The room upon whose floor he lay seemed to be some sort of storage locker or changing room. Six neoprene wetsuits dangled from a rack of pegs above a utilitarian wooden bench. Rope-handled plastic bins sat at either end of the bench, diving masks piled in one, flippers in the other. Against the opposite wall, a wire rack held twelve oxygen cylinders. The room had only one door: of polished wood, with a small porthole set into it. From beyond it, he could hear music, raised voices, and the clink of glasses.
Still on the yacht, then.
Victoria lay unconscious on the tiles beside him, an inch-long tranquiliser dart sticking from the right side of her chest, just below the collarbone. He worked his dry lips.
“Victoria?”
The effort of speaking triggered a glowering pain behind his eye, as hot and fragile as any hangover. In frustration, he gave his wrists a twist, testing his restraints. The rope felt shiny and uncomfortable, like nylon.
When I get out of here, he thought, somebody is really going to get bitten.
Another twist, and he felt the glossy cord scrape into his flesh. The fibres creaked, but he didn’t have the strength to try again. The sedatives in his system had him pinned beneath the weight of a bone-deep, soul-crushing fatigue, and he longed for the simple comforts and cold certainties of the Officers’ Mess. Illusion it may have been, but life had been so much easier when all he’d had to worry about was the war. No crazy bald chicks or runaway princes, just one clear mission objective after another. And before the war, woozy, pre-conscious memories of rum-fuelled Amsterdam bar fights, of a life unburdened by self-analysis or self-awareness, where all that concerned him was the knife in his opponent’s hand.
He closed his eye and pressed his head back against the cold tile. The pressure seemed to soothe the pounding ache. Then, over the distant sounds of merriment, he heard footsteps in the hall outside.
Oh, what now?
The door pushed open and a man entered. He was tall and thin, and dressed in evening wear. In his hand, he held a patent leather case.

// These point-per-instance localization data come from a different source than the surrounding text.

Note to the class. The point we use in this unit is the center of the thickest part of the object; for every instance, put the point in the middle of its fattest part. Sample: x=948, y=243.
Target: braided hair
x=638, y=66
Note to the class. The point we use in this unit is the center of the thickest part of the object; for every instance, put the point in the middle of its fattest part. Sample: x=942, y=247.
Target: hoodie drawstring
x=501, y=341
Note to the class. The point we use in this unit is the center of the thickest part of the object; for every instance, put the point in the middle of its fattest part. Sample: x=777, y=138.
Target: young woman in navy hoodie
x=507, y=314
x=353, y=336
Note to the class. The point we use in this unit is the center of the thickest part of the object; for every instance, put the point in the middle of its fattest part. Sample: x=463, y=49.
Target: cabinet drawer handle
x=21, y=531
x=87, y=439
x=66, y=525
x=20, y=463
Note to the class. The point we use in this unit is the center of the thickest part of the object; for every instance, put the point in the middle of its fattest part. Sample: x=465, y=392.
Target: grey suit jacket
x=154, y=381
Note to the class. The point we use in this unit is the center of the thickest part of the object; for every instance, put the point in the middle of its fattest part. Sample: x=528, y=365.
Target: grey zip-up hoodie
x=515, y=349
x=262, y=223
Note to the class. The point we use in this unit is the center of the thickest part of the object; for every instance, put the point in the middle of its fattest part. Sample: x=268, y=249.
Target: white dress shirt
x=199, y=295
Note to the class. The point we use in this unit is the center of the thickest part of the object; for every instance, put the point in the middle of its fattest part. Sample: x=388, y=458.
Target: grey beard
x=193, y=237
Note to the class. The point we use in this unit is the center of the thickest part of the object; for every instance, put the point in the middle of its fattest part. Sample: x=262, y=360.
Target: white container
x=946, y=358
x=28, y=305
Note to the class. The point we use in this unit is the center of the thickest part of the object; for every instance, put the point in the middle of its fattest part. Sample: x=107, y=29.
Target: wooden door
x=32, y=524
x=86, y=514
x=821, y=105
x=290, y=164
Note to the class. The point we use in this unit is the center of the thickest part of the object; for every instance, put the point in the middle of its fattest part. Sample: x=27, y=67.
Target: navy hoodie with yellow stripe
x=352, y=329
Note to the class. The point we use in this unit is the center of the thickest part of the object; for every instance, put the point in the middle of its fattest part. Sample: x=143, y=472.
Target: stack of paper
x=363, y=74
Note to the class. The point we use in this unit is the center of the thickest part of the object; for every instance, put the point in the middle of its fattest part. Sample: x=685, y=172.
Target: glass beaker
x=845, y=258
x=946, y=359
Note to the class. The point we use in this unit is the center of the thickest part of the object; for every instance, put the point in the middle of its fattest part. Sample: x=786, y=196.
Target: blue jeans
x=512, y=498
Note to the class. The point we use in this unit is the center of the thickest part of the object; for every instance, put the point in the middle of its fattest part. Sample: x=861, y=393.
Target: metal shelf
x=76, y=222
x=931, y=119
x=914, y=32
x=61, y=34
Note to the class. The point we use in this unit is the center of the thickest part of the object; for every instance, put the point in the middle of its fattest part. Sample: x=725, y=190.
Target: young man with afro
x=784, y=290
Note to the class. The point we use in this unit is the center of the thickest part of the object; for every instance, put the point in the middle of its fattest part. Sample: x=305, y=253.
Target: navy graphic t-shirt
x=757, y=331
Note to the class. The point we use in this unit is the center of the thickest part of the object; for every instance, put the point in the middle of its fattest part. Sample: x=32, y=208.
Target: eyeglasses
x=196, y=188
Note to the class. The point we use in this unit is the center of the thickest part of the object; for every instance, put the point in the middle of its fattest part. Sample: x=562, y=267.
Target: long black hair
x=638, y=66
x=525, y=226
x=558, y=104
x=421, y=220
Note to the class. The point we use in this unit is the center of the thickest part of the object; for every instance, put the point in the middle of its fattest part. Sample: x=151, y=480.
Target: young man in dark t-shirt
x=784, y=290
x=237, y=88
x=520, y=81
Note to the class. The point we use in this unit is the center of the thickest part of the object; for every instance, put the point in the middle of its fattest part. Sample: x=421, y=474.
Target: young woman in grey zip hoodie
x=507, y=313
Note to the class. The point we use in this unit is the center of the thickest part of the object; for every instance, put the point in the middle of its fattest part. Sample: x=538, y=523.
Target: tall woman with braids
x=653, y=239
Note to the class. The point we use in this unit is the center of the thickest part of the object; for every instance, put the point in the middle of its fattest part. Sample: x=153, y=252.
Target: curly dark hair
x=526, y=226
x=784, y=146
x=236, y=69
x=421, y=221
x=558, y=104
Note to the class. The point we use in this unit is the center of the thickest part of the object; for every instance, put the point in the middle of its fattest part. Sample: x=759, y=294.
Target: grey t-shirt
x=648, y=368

“Ah, you’re awake. Good. I thought you might be.” He sat on the bench and placed the case flat on the wood beside him.
Ack-Ack Macaque blinked up at him. “Who are you?”
The man looked down at himself and smiled. His black hair had been gelled back and parted, his eyes held the barest suggestion of epicanthic folds, and his shiny skin glowed with the sepia tones of an old Victorian photograph.
“Forgive me. The last time we met, you were on an operating table and I—” He smoothed a hand down the lapel of his dinner jacket. “I had a different face.”
“Doctor Nguyen?”
The man tipped his head in a polite bow. “The same.”
“The man who—”
“The man who made you, yes. And your little friend there.”
Using his elbows to push himself up, Ack-Ack Macaque struggled into a sitting position. “But you’re dead.”
Nguyen popped the clasps of his leather briefcase.
“Not dead, my simian friend. Simply upgraded into a better body.” He raised the lid of the case, revealing row upon row of gleaming surgical instruments.
“Now,” he said, “I must give you another shot of tranquiliser. Enough to hold you until we reach the Maraldi, and its excellently well-equipped infirmary.”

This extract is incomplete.